En ese recorrido amplio, Fito delineó un camino coherente con el tono de Giros, un disco exitoso, sí, que le valió el reconocimiento de la prensa, pero que, por sobre todas las cosas, confirmó su enorme talento creativo, que explicitó su raigambre popular, tanguera y folclórica. Un disco que, en definitiva, llegó para eternizar su capacidad de crear clásicos.
En esa misma sintonía, en el concierto fueron apareciendo obras que ganaron su lugar por sobre ausencias de peso, imponiéndose muchas veces a creaciones que gozaron de mayor respaldo mediático. Quizás fue ése un guiño hacia esos hombres y mujeres que crecieron en sintonía con el mejor Páez, y que pudieron revitalizar una lealtad que difícilmente hayan sostenido con las obras que el compositor comenzó a lanzar en las últimas dos décadas. Un lapso en el que logró colar una buena cantidad de hits, aunque sin poder reencontrarse con el brillo creativo que sí alumbró a estos conciertos aniversario.
En esa selección, en su recorte temporal, Páez permitió la celebración de un público que se prestó al juego de un líder carismático, medido, amable. Un frontman que se lució en sus momentos de serenidad, que guió a su grupo con firmeza y potencia en los segmentos de intensidad rockera.
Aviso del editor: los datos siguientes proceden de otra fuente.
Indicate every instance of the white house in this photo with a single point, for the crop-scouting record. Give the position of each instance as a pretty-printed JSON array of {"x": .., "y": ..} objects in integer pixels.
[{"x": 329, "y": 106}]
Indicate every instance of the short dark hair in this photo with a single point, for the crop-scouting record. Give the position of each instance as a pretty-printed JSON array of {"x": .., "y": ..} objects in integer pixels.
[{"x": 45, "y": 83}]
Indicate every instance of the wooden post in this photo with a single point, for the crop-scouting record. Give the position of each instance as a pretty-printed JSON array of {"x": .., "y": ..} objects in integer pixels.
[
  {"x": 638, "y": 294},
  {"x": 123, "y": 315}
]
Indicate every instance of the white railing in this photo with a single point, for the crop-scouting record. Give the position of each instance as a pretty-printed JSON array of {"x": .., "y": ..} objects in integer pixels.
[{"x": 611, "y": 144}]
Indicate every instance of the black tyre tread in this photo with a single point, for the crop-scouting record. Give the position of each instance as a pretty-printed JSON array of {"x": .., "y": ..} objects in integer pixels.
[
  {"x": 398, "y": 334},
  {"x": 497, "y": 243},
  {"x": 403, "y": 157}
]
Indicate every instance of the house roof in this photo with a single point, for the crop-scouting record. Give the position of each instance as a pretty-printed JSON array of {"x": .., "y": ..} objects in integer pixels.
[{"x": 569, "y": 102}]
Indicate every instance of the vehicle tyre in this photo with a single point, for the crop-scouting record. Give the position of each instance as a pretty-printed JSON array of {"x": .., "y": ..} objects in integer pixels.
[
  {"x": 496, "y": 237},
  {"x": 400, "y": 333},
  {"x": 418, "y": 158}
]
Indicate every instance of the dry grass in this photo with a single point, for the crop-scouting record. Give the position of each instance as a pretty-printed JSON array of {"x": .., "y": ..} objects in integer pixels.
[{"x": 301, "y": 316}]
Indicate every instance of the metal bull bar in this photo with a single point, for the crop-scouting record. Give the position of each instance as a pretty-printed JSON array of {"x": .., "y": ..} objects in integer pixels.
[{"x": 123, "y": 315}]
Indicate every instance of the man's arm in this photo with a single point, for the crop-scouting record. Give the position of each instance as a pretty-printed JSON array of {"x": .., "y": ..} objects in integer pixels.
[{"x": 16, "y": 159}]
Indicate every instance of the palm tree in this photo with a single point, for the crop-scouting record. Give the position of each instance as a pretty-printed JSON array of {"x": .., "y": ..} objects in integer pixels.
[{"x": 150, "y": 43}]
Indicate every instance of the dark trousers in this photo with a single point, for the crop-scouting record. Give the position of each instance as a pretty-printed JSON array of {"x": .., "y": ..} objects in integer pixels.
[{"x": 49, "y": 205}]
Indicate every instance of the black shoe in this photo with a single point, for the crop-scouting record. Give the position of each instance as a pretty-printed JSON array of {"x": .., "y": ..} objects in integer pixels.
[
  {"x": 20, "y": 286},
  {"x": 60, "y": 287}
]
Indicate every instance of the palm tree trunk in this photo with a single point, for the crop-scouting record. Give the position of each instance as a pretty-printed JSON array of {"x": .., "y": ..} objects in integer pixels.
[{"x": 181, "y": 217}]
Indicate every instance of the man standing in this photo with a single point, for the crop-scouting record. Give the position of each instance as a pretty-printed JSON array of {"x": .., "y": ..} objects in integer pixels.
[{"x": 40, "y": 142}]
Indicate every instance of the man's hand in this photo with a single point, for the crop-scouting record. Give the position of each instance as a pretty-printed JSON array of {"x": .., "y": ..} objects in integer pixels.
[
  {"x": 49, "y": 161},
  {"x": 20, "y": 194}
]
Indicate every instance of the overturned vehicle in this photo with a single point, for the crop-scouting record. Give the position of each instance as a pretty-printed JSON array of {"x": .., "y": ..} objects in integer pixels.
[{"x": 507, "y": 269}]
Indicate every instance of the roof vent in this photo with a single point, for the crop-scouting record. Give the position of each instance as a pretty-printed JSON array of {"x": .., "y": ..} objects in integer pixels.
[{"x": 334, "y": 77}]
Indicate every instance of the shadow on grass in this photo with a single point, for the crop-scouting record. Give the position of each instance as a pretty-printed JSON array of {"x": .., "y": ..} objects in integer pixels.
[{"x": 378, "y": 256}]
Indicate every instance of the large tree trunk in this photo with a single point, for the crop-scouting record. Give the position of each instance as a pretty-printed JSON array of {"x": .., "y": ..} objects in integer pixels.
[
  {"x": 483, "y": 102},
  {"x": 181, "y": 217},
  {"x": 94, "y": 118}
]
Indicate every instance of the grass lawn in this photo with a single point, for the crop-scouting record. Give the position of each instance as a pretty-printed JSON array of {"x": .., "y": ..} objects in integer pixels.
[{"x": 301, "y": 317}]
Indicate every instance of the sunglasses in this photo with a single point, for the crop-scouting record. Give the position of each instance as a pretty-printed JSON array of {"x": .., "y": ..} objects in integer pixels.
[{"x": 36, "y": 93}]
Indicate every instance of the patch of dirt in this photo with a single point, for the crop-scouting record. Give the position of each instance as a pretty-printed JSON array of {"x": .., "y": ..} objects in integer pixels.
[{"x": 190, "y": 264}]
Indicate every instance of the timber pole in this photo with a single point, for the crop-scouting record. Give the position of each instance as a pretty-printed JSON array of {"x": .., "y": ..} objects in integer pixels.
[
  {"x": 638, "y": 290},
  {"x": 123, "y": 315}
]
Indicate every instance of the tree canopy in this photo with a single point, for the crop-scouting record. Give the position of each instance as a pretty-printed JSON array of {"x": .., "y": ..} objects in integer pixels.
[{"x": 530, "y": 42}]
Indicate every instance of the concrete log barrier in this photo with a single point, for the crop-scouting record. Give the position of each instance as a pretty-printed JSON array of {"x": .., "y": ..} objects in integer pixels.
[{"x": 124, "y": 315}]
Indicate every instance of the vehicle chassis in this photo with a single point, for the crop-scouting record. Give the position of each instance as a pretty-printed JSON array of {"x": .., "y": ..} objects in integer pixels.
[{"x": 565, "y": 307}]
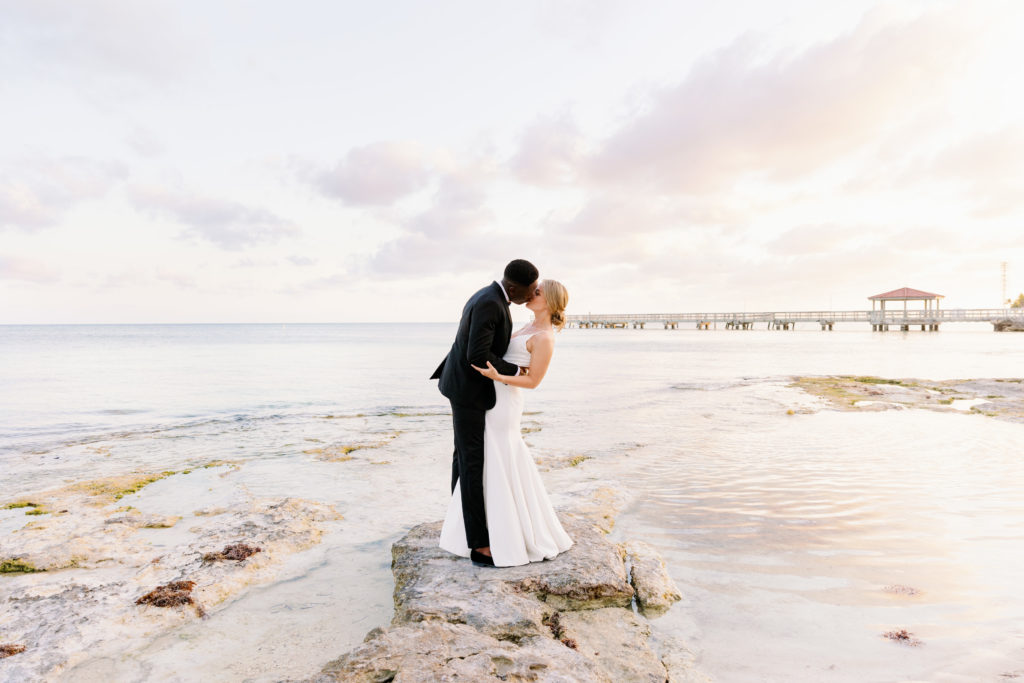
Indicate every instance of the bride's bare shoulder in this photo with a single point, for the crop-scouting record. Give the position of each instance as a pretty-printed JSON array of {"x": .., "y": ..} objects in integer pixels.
[{"x": 545, "y": 338}]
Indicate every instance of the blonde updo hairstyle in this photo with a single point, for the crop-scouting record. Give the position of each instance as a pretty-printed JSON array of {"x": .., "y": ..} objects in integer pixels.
[{"x": 557, "y": 297}]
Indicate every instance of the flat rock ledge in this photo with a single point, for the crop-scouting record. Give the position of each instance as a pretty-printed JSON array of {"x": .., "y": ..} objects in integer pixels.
[{"x": 569, "y": 619}]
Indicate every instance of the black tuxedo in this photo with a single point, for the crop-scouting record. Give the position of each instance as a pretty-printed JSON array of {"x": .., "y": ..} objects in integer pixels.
[{"x": 483, "y": 335}]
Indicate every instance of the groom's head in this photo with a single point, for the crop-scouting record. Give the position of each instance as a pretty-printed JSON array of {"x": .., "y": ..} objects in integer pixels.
[{"x": 520, "y": 281}]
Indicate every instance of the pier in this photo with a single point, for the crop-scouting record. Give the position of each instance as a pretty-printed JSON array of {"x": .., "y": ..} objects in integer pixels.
[{"x": 880, "y": 321}]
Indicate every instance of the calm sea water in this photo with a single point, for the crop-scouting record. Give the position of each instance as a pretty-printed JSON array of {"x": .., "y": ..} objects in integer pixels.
[{"x": 781, "y": 530}]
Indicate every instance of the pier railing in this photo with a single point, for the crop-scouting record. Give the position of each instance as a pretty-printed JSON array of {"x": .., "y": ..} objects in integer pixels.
[{"x": 786, "y": 319}]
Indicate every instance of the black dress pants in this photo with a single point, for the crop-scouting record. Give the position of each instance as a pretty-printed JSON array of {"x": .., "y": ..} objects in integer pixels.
[{"x": 467, "y": 469}]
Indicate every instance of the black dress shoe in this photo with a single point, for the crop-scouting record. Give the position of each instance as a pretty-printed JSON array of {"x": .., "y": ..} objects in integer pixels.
[{"x": 481, "y": 560}]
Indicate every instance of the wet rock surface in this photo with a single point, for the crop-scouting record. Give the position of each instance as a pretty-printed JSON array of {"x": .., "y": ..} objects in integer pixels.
[
  {"x": 655, "y": 592},
  {"x": 569, "y": 619},
  {"x": 1000, "y": 398},
  {"x": 104, "y": 579}
]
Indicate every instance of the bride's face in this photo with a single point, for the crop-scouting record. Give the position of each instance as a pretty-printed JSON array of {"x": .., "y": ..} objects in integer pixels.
[{"x": 537, "y": 302}]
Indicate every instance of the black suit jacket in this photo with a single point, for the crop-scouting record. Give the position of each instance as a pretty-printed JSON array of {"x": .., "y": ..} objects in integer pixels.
[{"x": 483, "y": 335}]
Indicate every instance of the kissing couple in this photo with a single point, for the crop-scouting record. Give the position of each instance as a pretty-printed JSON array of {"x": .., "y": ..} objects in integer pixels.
[{"x": 500, "y": 514}]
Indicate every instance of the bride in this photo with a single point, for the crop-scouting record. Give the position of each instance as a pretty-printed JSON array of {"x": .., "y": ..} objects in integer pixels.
[{"x": 521, "y": 522}]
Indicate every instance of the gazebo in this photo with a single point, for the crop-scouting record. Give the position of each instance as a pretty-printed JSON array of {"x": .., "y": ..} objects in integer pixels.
[{"x": 904, "y": 294}]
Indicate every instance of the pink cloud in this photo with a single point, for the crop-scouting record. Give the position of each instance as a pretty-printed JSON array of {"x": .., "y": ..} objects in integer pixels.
[
  {"x": 376, "y": 174},
  {"x": 37, "y": 193},
  {"x": 738, "y": 114}
]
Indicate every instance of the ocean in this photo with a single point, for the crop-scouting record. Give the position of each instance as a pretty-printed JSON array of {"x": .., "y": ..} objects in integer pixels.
[{"x": 784, "y": 523}]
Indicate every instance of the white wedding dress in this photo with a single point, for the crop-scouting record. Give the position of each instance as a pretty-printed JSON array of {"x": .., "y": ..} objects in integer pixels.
[{"x": 521, "y": 523}]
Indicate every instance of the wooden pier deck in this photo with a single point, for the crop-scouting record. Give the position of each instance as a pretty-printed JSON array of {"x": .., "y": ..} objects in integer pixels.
[{"x": 880, "y": 321}]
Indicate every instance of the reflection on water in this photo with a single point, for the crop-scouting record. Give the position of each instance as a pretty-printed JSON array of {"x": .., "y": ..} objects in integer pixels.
[
  {"x": 797, "y": 540},
  {"x": 784, "y": 538}
]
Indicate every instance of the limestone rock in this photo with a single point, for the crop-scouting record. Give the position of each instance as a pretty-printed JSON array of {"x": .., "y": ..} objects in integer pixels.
[
  {"x": 617, "y": 640},
  {"x": 563, "y": 620},
  {"x": 438, "y": 651},
  {"x": 654, "y": 589}
]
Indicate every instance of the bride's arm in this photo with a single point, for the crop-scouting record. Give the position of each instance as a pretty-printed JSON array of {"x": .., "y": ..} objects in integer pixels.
[{"x": 544, "y": 348}]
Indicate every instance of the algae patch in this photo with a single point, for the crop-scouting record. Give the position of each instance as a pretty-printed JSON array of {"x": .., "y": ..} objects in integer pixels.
[
  {"x": 15, "y": 565},
  {"x": 116, "y": 487},
  {"x": 10, "y": 649}
]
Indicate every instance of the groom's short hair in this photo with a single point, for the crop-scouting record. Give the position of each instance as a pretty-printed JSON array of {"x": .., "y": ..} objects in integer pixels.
[{"x": 521, "y": 272}]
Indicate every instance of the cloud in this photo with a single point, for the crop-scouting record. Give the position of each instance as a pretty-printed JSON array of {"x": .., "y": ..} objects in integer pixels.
[
  {"x": 550, "y": 153},
  {"x": 378, "y": 174},
  {"x": 223, "y": 222},
  {"x": 36, "y": 194},
  {"x": 95, "y": 40},
  {"x": 452, "y": 235},
  {"x": 12, "y": 267},
  {"x": 989, "y": 167},
  {"x": 816, "y": 239},
  {"x": 739, "y": 114}
]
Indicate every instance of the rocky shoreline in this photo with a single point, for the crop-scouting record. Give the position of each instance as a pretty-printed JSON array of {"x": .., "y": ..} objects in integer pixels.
[
  {"x": 999, "y": 398},
  {"x": 581, "y": 616},
  {"x": 89, "y": 577}
]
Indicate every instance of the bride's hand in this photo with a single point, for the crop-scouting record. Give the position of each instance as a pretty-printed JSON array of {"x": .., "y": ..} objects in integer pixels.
[{"x": 489, "y": 373}]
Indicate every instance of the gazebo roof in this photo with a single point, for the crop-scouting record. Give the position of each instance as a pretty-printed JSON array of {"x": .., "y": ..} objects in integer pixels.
[{"x": 904, "y": 294}]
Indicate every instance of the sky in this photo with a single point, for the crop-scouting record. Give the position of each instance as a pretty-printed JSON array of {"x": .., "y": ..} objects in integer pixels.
[{"x": 321, "y": 162}]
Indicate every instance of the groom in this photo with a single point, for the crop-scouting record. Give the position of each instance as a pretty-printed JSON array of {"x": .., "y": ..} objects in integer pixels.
[{"x": 483, "y": 335}]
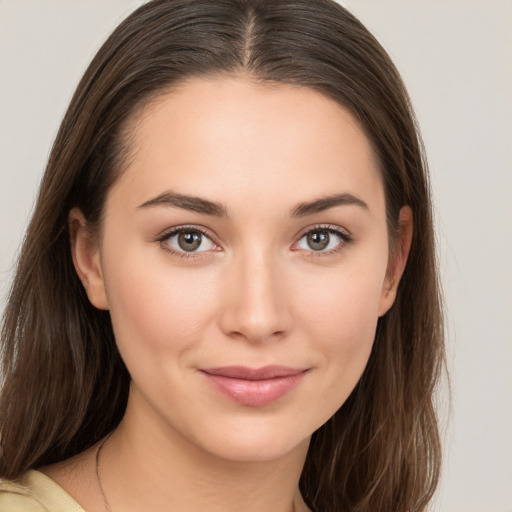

Un cantante que, afortunadamente, no abusó del histrionismo que sólo podría celebrar ya una platea adolescente.
Porque, en El Círculo, Páez volvió a ser aquel Fito esperanzado, analítico, poético, cuya obra se vio atravesada por un romanticismo genuino. En El Círculo, con sus Giros, Fito logró revalidarse como un clásico.